[ad_1]
Non-fungible tokens, or NFTs, entered our lives at the speed of light, and obviously, 2021 was an awesome year for NFTs. The concept of digital ownership enables innovative solutions for broad use cases, such as gaming, art, sports, entertainment, media, and real estate. As a result of that, the NFT hype reached staggering proportions in 2021 and 2022.
Non-fungible tokens (NFTs) make it possible to tokenize and prove ownership of real-world or digital assets through smart contracts. [1]
An NFT collection is an assortment of digital assets released by an artist, which may range from a single token to many. It contains a limited number of individual NFTs which all conform to the same art style, but with slight variations and differences that may contradict each other yet still be appealing.
A great example of this would be the Bored Ape Yacht Club, an NFT collection that’s one of the most popular and valuable around. This specific collection is made up of 10,000 unique non-fungible tokens on the Ethereum blockchain depicting simian avatars with various characteristics. For instance, only 5% of Bored Apes have red fur and 3% sport biker vest. The more scarce a Bored Ape’s features, the higher price it tends to fetch on the market.
In essence, what makes an NFT relatively valuable in the collection is how unique the attributes it has. It basically means that any metric which gauges the uniqueness or rareness of an NFT can easily determine whether it is overpriced, underpriced, or fairly priced.
However, rarity does not have a single, straightforward mathematical definition. There are different approaches like distribution-based ones and distance-based ones. Personally, I think each of the different methods has its own pros and cons. Because of the exact same reasons, the most known NFT marketplace, OpenSea, created its own protocol for rarity calculation. OpenRarity aims to bring an industry-wide definition of NFT rarity.
Based on our past experiences with quite a broad of NFT collections, we’ve decided to use Jaccard distance as our instrument since it is the most reliable way to calculate rarity scores.
In this article, we’ll explore the Jaccard distance, how it’s used in NFT rarity calculation and some of the advantages and disadvantages of using this metric.
You can find the notebook and the data I used in this article in my Github account.
The Jaccard distance is a simple and effective way to measure the similarity of two sets of data.
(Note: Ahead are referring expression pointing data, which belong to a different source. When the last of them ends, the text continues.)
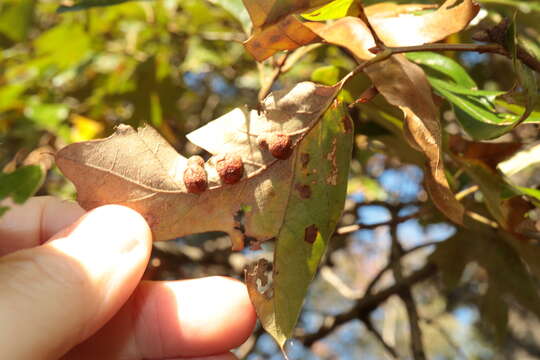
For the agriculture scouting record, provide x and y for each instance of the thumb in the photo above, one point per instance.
(56, 295)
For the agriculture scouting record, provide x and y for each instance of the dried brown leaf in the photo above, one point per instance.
(267, 12)
(392, 25)
(139, 169)
(288, 34)
(405, 85)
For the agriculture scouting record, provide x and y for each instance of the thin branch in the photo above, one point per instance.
(417, 346)
(355, 227)
(369, 303)
(442, 331)
(369, 325)
(344, 290)
(481, 48)
(375, 280)
(466, 192)
(268, 83)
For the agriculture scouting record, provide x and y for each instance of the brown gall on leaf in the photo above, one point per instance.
(304, 159)
(195, 179)
(279, 145)
(310, 234)
(303, 190)
(347, 123)
(196, 160)
(230, 168)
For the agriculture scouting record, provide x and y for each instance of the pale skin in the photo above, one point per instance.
(70, 289)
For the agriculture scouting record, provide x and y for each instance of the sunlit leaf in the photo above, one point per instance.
(334, 10)
(20, 184)
(443, 65)
(310, 218)
(74, 5)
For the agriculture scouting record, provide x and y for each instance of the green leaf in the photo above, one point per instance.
(331, 75)
(21, 183)
(47, 116)
(86, 4)
(15, 21)
(525, 76)
(475, 111)
(237, 9)
(334, 10)
(443, 65)
(309, 221)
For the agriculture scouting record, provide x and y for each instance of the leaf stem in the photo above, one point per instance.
(491, 48)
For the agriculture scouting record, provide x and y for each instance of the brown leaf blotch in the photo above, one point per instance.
(304, 159)
(195, 179)
(310, 234)
(303, 190)
(280, 146)
(230, 168)
(347, 123)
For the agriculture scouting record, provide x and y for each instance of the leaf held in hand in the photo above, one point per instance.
(139, 169)
(317, 195)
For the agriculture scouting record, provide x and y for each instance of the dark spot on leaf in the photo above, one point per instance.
(310, 234)
(304, 159)
(347, 123)
(239, 221)
(275, 38)
(303, 190)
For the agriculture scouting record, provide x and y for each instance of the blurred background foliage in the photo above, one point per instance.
(178, 64)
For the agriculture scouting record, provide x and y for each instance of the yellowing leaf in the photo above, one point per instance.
(84, 128)
(288, 34)
(407, 29)
(393, 27)
(267, 12)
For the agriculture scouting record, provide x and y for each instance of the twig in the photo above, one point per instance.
(375, 280)
(369, 303)
(465, 192)
(417, 346)
(328, 274)
(446, 336)
(491, 48)
(355, 227)
(369, 325)
(366, 21)
(268, 83)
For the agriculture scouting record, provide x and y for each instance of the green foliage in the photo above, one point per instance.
(69, 76)
(20, 184)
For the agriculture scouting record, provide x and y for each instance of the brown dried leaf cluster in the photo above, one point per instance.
(177, 196)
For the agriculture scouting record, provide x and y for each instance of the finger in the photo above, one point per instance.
(35, 221)
(173, 319)
(227, 356)
(58, 294)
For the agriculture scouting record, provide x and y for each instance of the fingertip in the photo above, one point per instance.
(193, 317)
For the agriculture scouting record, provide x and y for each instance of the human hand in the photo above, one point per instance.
(70, 289)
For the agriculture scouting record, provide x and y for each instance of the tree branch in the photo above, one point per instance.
(368, 304)
(417, 346)
(369, 325)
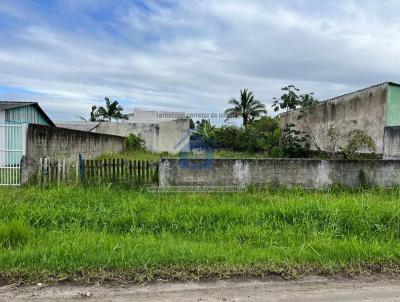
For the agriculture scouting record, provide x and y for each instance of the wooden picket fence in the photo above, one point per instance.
(114, 170)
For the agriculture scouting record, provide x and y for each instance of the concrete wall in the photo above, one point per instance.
(63, 143)
(307, 173)
(364, 109)
(391, 149)
(169, 136)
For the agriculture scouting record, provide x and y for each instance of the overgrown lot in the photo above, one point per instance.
(101, 233)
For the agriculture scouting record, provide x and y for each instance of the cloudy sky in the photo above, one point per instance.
(191, 55)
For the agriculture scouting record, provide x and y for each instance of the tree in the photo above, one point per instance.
(290, 100)
(248, 108)
(205, 131)
(94, 115)
(112, 111)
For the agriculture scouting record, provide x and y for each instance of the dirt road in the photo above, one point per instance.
(307, 289)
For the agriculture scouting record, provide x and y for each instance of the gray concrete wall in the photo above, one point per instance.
(64, 143)
(391, 148)
(364, 109)
(307, 173)
(168, 136)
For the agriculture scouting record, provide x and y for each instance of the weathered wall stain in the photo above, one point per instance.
(307, 173)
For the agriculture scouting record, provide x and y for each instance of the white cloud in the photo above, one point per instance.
(194, 55)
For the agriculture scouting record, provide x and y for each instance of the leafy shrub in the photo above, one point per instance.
(294, 142)
(14, 234)
(258, 136)
(134, 142)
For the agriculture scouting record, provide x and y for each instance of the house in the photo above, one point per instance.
(372, 109)
(23, 112)
(162, 131)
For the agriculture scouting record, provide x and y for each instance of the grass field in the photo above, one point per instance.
(102, 233)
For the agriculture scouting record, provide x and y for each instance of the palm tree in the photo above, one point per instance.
(247, 108)
(112, 111)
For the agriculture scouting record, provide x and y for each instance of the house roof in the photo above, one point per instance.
(346, 94)
(4, 105)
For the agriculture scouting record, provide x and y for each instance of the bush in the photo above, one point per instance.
(294, 142)
(259, 136)
(134, 142)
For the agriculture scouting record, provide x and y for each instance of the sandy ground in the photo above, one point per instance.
(307, 289)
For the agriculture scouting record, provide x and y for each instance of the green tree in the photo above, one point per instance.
(205, 131)
(111, 111)
(248, 108)
(292, 100)
(94, 115)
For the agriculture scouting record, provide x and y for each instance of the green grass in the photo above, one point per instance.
(102, 233)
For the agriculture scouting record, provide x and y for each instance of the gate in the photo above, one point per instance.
(12, 148)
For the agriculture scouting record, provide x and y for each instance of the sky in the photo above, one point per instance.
(191, 55)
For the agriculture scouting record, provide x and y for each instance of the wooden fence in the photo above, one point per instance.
(114, 170)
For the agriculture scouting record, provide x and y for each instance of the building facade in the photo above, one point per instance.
(370, 109)
(23, 112)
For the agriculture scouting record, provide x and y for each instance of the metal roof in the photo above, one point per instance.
(4, 105)
(346, 94)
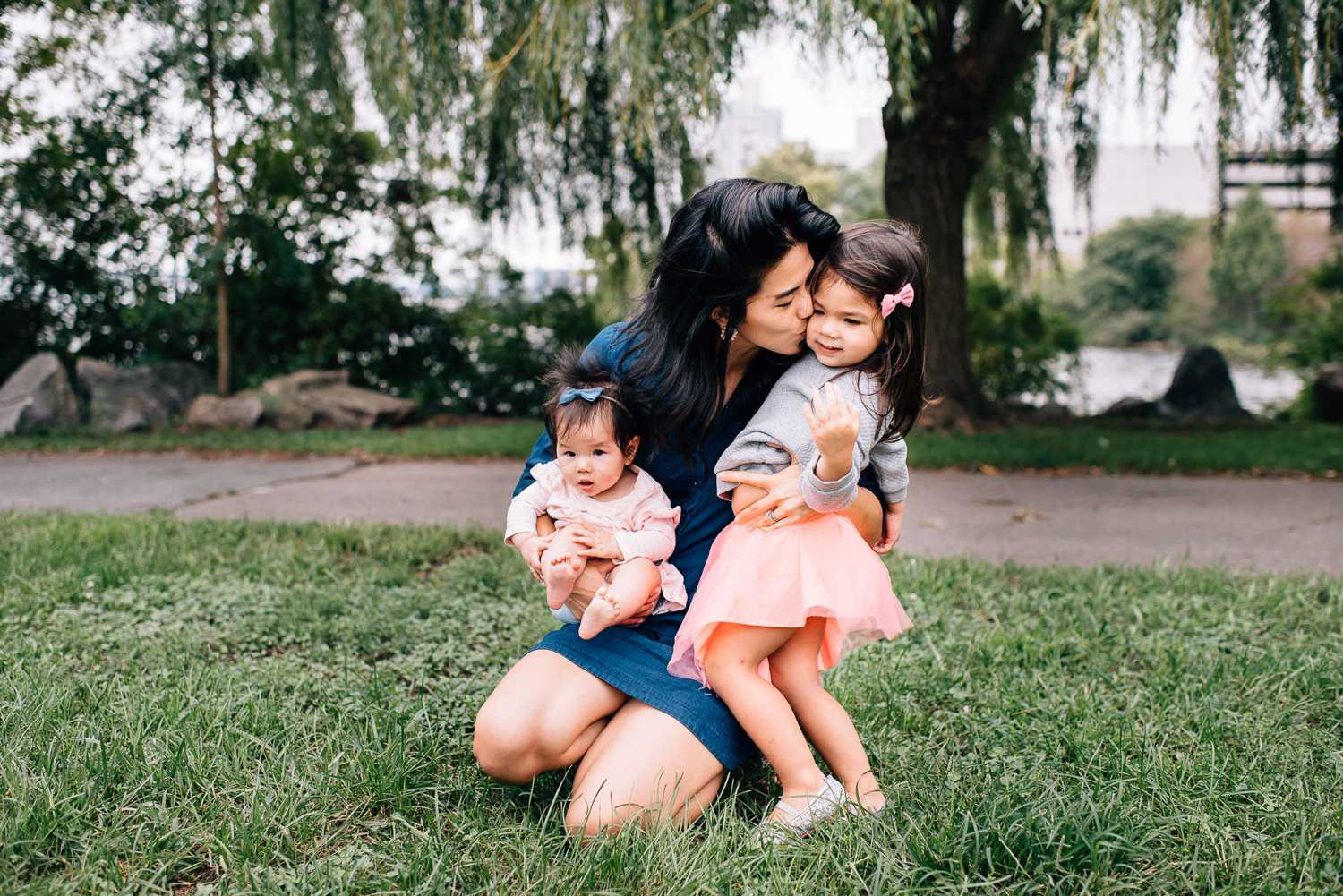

It is based on the concept of set intersection and union and can be used to compare any two sets of data, no matter their size or complexity.
To use the Jaccard distance, simply compare the two sets of data and calculate the ratio of items that are common in both sets to the total number of items of sets. This ratio is called the Jaccard index and can be expressed as a percentage or a decimal value. The closer the index is to 1 (or 100%), the more similar the two sets of data are.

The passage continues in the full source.